さてオレは……ここからが本当の地獄だ。スケイプとリミッツさん、そしてL.E.D.さんを助けなきゃなんねぇ……ハードワークにも程があんぜ。まぁいいさ。
「一先ず敵は片っ端からぶっ壊してやらぁっ!」


ガゥンッ!ゴゥンッ!ドガァンッ!
野太い銃声が辺りに何度も響く。警護データをプログラムリボルバーで何体も撃ち抜いていく。
「……熱源は……」
俺はこの建物全体に熱源探知をかけた。結果――、
「全部最上階か」
こいつぁ好都合だ。俺の目的は人質救出。

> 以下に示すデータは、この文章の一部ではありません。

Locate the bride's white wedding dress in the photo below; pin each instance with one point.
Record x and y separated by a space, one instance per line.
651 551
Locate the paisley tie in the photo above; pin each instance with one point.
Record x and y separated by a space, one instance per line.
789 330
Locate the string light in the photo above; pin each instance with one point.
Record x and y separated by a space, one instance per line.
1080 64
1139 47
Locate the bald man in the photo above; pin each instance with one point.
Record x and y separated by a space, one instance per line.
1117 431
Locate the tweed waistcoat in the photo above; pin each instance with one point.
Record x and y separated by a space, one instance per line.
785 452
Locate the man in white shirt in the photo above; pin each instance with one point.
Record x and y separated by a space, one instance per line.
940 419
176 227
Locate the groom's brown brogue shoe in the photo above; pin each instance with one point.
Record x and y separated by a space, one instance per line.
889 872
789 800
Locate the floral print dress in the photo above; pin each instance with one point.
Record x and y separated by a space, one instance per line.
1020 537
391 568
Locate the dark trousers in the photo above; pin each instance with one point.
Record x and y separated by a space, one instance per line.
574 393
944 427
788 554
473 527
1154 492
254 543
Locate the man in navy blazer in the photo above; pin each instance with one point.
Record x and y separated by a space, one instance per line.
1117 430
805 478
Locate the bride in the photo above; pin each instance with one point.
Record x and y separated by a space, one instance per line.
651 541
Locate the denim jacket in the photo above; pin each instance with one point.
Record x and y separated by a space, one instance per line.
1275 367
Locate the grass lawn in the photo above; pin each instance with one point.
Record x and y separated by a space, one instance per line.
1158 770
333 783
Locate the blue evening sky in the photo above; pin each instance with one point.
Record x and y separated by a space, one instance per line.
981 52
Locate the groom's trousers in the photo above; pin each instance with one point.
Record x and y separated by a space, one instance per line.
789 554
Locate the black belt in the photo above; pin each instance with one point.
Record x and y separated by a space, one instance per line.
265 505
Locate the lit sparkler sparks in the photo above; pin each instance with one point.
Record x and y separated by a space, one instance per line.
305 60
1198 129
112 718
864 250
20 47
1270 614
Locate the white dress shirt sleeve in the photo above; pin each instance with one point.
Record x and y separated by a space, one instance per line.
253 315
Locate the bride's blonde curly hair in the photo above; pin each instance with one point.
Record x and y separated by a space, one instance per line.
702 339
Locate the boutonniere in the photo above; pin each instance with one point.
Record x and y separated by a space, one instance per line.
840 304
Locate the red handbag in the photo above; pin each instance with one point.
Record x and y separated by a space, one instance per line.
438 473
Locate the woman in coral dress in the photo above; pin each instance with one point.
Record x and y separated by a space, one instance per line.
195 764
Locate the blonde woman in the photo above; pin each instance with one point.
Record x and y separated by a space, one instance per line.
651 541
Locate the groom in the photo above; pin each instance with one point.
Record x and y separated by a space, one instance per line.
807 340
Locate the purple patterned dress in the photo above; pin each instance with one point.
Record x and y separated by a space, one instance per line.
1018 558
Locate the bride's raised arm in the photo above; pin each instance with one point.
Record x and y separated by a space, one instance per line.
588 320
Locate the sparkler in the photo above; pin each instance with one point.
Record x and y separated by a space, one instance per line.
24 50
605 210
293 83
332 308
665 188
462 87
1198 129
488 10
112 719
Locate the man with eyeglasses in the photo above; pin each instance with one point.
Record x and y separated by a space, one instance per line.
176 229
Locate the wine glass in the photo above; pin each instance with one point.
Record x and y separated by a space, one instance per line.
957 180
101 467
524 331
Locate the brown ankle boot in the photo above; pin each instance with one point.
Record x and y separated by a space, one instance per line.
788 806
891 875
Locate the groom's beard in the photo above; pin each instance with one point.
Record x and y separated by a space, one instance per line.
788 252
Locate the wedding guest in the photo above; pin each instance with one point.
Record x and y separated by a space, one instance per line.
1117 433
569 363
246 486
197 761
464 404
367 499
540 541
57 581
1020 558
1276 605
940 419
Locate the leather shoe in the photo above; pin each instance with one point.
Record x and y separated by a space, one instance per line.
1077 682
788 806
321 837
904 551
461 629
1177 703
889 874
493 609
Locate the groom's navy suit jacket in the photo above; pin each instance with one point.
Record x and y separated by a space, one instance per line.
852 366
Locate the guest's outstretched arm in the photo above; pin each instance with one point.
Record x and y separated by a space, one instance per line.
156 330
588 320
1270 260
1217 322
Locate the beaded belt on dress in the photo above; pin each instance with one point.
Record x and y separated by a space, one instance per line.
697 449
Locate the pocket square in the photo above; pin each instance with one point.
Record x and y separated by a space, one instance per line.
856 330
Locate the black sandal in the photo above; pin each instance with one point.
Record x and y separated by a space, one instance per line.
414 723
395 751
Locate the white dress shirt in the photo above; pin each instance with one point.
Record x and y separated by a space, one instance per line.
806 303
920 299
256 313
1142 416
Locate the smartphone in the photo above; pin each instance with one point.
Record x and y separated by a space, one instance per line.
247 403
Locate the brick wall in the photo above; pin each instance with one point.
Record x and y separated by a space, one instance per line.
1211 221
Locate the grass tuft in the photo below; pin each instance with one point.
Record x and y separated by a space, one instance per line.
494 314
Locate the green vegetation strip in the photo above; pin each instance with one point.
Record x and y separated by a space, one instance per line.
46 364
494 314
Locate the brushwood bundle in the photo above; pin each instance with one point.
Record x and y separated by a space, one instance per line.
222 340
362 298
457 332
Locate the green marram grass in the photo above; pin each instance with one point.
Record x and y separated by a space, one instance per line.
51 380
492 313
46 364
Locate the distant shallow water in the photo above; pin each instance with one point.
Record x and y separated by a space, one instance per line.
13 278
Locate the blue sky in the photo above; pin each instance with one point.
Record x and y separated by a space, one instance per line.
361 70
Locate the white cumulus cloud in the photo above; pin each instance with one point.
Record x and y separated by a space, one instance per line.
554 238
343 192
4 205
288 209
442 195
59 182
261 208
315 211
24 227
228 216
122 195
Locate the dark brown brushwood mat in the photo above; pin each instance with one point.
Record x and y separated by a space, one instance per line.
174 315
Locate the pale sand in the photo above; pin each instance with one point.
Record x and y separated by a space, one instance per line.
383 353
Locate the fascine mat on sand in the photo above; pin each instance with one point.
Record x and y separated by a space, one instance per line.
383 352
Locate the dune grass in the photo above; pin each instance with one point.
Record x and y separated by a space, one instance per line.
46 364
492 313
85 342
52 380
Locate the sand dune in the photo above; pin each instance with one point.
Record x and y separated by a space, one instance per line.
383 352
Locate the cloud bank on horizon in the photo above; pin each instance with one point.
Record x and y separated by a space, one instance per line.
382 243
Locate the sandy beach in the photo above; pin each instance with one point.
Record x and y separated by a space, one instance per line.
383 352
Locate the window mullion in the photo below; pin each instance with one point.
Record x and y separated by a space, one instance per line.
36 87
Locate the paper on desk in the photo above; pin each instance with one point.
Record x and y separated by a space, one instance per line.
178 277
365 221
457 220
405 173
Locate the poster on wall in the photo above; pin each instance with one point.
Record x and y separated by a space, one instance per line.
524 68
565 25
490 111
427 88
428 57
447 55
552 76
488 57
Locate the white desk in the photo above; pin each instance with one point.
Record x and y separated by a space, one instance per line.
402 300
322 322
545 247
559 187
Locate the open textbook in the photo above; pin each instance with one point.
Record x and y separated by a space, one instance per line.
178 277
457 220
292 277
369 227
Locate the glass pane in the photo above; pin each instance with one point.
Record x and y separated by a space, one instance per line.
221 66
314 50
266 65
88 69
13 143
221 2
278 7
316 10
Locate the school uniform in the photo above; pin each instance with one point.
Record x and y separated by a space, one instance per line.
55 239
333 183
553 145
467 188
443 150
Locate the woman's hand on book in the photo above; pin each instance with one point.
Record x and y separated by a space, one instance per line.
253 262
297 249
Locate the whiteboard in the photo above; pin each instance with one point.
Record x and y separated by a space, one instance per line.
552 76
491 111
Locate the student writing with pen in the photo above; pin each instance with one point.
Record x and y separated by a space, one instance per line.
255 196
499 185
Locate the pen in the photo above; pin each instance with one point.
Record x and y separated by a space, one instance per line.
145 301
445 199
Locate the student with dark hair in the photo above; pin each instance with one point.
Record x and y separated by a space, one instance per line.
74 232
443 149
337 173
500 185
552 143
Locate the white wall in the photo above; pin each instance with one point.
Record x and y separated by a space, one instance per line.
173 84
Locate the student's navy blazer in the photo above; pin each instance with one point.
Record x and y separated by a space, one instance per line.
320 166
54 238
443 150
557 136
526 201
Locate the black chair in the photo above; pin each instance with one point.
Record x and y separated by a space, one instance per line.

それが一点に纏められてんなら、救出もそれだけ楽に――ここまで考えたが、考え直してみりゃ寧ろ逆か。
「残党勢力全員集結させてやがんだろうな……」
そいつらを全員ぶっ倒せるか、それが問題だな。
監視カメラの死角で、俺がどう攻めるか考えを練っていると――!?

コツ……コツ……
目の前を歩いてくる、あの見慣れた浅黄色の髪の女は――!?


「スケイプっ!」
ズタズタに裂かれた服を身に纏い、異常にフラフラした足つきでこちらに近付くスケイプ……今すぐ処置しないとマズイ!
俺は咄嗟にスケイプの方へと駆け出した!そして今にも倒れそうな体を抱き締め――?


「は……く、に……げ……」


途切れ途切れのスケイプの声が、耳に届いた瞬間――


ザシュッ!
「――あ?」
胸に来る、鋭い痛み。
俺がそちらに目をやると――突き刺さったナイフと、それを握り締めるスケイプの手が見えた……。